Yun J, Marcaida MJ, Eriksson KK, et al.:
Oxypurinol secara Langsung dan Segera
Mengaktifkan Obat-Spesifik T-Sel melalui Penggunaan Preferensial HLA-B*58: 01.
J Immunol. 2014;
192(7): 2984-93.
PubMed Abstrak
|
Penerbit Full Text
|
Fakultas Pendapat Rekomendasi
67.
Pichler WJ, Beeler A, Keller M, et al.:
Farmakologi Interaksi Obat dengan
Reseptor Kekebalan tubuh:-p saya Konsep. Allergol Int. 2006; 55(1): 17-25.
PubMed Abstrak
|
Penerbit Full Text
68.
Yang CWO, Tergantung SI, Juo CG, et al.:
HLA-B*1502-terikat peptida: Implikasi
untuk patogenesis dari carbamazepine-induced sindrom Stevens-Johnson.

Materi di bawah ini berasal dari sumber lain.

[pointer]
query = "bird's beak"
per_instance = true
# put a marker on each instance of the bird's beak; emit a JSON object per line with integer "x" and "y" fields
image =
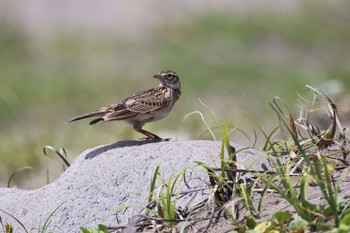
{"x": 157, "y": 76}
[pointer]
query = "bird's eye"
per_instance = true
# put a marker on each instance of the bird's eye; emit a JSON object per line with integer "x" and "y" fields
{"x": 169, "y": 76}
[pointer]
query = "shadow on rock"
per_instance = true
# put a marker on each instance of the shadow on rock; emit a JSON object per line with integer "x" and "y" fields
{"x": 116, "y": 145}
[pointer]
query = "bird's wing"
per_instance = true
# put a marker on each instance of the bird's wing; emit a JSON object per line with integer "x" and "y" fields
{"x": 139, "y": 103}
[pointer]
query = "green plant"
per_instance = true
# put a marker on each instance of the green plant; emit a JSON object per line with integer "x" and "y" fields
{"x": 41, "y": 229}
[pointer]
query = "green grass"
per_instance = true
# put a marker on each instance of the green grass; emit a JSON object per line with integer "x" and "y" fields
{"x": 232, "y": 62}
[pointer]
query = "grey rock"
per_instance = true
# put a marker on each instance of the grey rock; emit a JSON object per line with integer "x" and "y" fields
{"x": 104, "y": 178}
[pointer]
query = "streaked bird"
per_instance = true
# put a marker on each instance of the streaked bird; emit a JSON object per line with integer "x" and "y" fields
{"x": 142, "y": 107}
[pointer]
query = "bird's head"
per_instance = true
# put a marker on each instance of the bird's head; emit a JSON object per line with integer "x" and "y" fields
{"x": 169, "y": 79}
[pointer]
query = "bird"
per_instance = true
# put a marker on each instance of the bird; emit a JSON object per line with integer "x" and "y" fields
{"x": 142, "y": 107}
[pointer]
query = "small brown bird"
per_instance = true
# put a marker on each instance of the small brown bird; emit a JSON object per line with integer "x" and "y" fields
{"x": 142, "y": 107}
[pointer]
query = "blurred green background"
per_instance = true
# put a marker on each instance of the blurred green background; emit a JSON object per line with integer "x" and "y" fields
{"x": 233, "y": 60}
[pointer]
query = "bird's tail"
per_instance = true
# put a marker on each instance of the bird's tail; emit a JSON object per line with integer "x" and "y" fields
{"x": 87, "y": 115}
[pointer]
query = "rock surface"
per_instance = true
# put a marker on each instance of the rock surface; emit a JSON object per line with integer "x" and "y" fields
{"x": 104, "y": 178}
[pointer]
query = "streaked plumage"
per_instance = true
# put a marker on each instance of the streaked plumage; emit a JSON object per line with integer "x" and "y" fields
{"x": 142, "y": 107}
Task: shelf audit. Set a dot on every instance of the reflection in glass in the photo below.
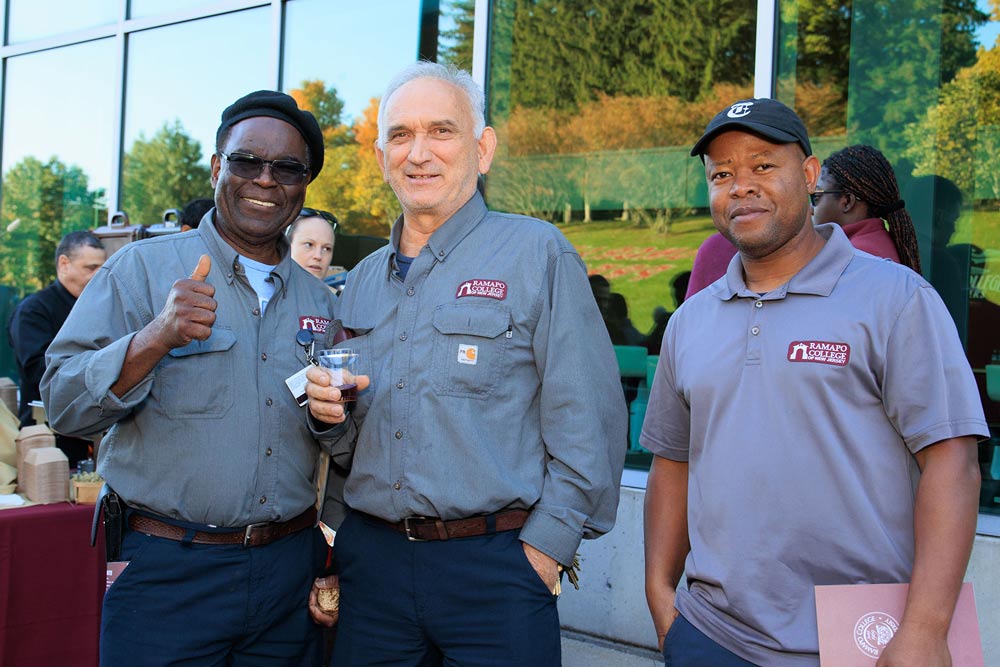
(179, 80)
(344, 98)
(57, 156)
(33, 19)
(142, 8)
(920, 81)
(596, 106)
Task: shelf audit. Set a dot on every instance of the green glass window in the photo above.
(920, 81)
(173, 105)
(596, 106)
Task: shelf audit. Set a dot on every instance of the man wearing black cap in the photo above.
(207, 447)
(813, 420)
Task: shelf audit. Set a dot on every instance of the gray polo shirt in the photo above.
(799, 412)
(212, 435)
(494, 382)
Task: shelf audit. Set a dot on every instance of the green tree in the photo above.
(162, 172)
(956, 137)
(42, 201)
(457, 42)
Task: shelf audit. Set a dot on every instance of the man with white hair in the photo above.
(492, 438)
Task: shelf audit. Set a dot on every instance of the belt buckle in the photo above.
(249, 530)
(406, 528)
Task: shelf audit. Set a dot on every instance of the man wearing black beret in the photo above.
(180, 348)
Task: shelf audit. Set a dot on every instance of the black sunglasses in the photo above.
(286, 172)
(317, 213)
(815, 195)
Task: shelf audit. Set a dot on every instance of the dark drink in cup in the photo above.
(341, 364)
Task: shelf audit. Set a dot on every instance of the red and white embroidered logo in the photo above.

J Alergi Clin Immunol. 2007;
120(4): 870-7.
PubMed Abstrak
|
Penerbit Full Text
69.
Illing PT, Vivian JP, Dudek NL, et al.:
Kekebalan tubuh diri reaktivitas dipicu oleh
obat-dimodifikasi HLA-peptida repertoar. Alam. 2012; 486(7404): 554-8.
PubMed Abstrak
|
Penerbit Full Text
|
Fakultas Pendapat Rekomendasi
70.
Ostrov DA, Hibah BJ, Pompeu YA, et al.:
Obat hipersensitivitas yang disebabkan oleh
perubahan MHC-disajikan self-peptida repertoar. Proc Natl Acad Sci U S
A. 2012;
109(25): 9959-64.
PubMed Abstrak
|
Penerbit Full Text
|
Gratis Full Text
|
Fakultas Pendapat Rekomendasi
71.
Ko TM, Chung WH, Wei CY, et al.:
Ruang dan dibatasi T-sel reseptor gunakan
adalah penting untuk carbamazepine-induced sindrom Stevens-Johnson. J Alergi
Clin Immunol. 2011;
128(6): 1266-1276.e11.
PubMed Abstrak
|
Penerbit Full Text
|
Fakultas Pendapat Rekomendasi
72.
Wei CY, Chung WH, Huang HW, et al.:
Interaksi langsung antara HLA-B dan
carbamazepine mengaktifkan sel T pada pasien dengan sindrom Stevens-Johnson.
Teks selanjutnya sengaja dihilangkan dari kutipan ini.